Yang menjadi keprihatinan utama adalah dana BUMDes yang sudah mengendap selama bertahun-tahun tidak memberikan manfaat langsung kepada masyarakat desa. Padahal, tujuan pembentukan BUMDes adalah untuk meningkatkan kesejahteraan masyarakat desa melalui berbagai program pemberdayaan ekonomi.
“Kami sebagai masyarakat tidak pernah merasakan manfaat dari dana BUMDes yang katanya untuk kesejahteraan kami. Dana sebesar itu ke mana? Kami butuh penjelasan,” kata seorang tokoh masyarakat setempat.
Masyarakat Desa Andoluto menuntut dilakukannya audit menyeluruh terhadap pengelolaan dana BUMDes. Mereka meminta pihak berwajib, termasuk Inspektorat Kabupaten Konawe dan Badan Pengawasan Keuangan dan Pembangunan (BPKP), untuk segera melakukan pemeriksaan.
“Kami mendesak agar pihak yang berwajib segera memeriksa pengelolaan dana BUMDes di desa kami. Transparansi dan akuntabilitas harus ditegakkan,” tegas perwakilan masyarakat.
Terpisah mantan kepala desa Andoluto Abdul Hakim mengaku bahwa pada tahun 2016 penyertaan anggaran bumdes sebesar 74 juta untuk kegiatan simpan pinjam.
“Kalau tahun 2018 bukan saya kepala desa, pak Hendrik staf kecamatan saat itu yang jadi pelaksana,” ujar Abdul Hakim, Sabtu (28/6/2025).
Sementara itu, Camat Latoma Irwanudin Sadaoda saat dikonfirmasi membenarkan bahwa Hendrik pernah menjadi pelaksana desa di Desa Andoluto.
“Ada dua pelaksana di desa Andoluto, Hendrik dan Nasrudin mantan Camat Latoma. Saat ini keduanya sudah pindah di Kolaka Timur,” ujar Irwanudin.
Dijelaskan, Hendrik pernah menjadi kepala seksi di Kelurahan Waworaha, sedang Nasrudin pernah menjadi Camat Latoma. Saat itulah keduanya menjadi pelaksana desa di desa Andoluto.
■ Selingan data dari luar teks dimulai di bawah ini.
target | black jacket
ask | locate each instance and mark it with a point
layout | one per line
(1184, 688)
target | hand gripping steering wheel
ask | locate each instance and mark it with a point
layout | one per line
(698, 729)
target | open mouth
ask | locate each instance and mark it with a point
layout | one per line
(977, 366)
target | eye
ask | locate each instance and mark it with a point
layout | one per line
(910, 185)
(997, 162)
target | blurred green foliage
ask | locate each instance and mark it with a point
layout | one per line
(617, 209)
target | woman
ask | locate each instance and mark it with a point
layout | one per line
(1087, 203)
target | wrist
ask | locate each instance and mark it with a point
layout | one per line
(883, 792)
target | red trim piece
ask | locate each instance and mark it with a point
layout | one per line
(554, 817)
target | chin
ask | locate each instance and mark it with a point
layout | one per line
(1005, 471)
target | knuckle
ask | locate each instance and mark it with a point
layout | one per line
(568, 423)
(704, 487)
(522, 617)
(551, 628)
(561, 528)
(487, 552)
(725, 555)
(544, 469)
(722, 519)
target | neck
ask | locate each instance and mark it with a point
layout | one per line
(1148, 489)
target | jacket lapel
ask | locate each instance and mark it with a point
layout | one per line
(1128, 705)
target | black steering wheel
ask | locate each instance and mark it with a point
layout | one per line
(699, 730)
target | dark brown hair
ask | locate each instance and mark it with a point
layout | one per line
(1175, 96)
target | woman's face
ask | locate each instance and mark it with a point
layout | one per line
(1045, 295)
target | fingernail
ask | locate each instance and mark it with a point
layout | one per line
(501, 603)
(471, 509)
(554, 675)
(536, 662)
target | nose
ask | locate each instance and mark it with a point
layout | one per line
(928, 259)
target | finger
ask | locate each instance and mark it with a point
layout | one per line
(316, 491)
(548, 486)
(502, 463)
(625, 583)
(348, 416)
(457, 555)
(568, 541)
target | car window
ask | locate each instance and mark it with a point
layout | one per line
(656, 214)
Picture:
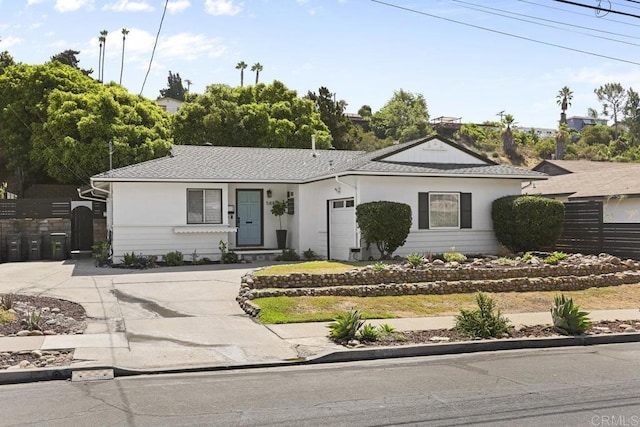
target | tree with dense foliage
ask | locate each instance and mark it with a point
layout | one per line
(613, 97)
(124, 38)
(257, 68)
(174, 89)
(74, 141)
(332, 114)
(69, 57)
(527, 223)
(241, 66)
(404, 117)
(251, 116)
(55, 121)
(384, 223)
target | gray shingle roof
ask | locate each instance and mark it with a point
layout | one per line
(232, 164)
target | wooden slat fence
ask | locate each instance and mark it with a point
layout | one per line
(584, 231)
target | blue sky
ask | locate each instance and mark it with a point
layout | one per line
(360, 49)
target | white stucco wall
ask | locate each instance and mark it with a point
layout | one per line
(479, 239)
(621, 210)
(151, 218)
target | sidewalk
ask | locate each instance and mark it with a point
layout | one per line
(186, 318)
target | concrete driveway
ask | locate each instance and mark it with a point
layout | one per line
(158, 318)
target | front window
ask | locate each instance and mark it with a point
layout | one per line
(444, 210)
(204, 206)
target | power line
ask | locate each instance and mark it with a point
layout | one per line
(406, 9)
(155, 44)
(598, 8)
(573, 12)
(543, 19)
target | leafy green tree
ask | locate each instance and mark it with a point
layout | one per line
(252, 116)
(404, 117)
(612, 96)
(74, 141)
(69, 57)
(332, 115)
(174, 89)
(24, 102)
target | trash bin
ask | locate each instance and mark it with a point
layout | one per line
(14, 247)
(58, 246)
(34, 245)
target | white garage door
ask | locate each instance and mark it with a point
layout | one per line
(342, 231)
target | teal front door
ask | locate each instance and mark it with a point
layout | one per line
(249, 217)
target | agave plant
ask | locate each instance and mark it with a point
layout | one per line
(567, 317)
(346, 326)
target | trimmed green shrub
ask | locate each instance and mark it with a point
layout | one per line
(525, 223)
(369, 333)
(454, 257)
(567, 317)
(386, 224)
(345, 326)
(483, 322)
(288, 255)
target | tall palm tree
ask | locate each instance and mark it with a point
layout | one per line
(103, 40)
(241, 66)
(564, 97)
(124, 37)
(257, 67)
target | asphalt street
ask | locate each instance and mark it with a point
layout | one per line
(587, 386)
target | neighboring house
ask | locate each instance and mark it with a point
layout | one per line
(169, 105)
(615, 184)
(579, 122)
(199, 195)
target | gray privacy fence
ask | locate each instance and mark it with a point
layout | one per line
(585, 231)
(42, 208)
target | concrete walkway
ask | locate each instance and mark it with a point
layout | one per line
(171, 318)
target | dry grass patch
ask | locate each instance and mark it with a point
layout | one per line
(311, 309)
(310, 267)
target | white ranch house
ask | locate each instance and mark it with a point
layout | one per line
(199, 195)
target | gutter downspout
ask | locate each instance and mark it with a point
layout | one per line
(355, 203)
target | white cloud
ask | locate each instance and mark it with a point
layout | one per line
(71, 5)
(222, 7)
(8, 42)
(129, 6)
(189, 47)
(178, 6)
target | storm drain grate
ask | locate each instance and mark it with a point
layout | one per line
(92, 375)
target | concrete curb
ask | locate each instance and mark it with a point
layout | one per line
(348, 355)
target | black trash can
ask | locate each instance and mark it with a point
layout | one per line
(34, 245)
(58, 246)
(14, 247)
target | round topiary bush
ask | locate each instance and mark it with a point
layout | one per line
(527, 223)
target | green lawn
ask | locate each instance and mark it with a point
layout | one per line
(310, 267)
(316, 309)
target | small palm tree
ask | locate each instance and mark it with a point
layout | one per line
(563, 99)
(257, 67)
(241, 66)
(124, 37)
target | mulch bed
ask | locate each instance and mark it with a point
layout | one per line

Kasus yang terjadi di Desa Andoluto menjadi pengingat pentingnya pengawasan terhadap pengelolaan BUMDes di seluruh Indonesia. BUMDes yang seharusnya menjadi motor penggerak ekonomi desa justru dapat menjadi sumber masalah jika tidak dikelola dengan baik dan transparan.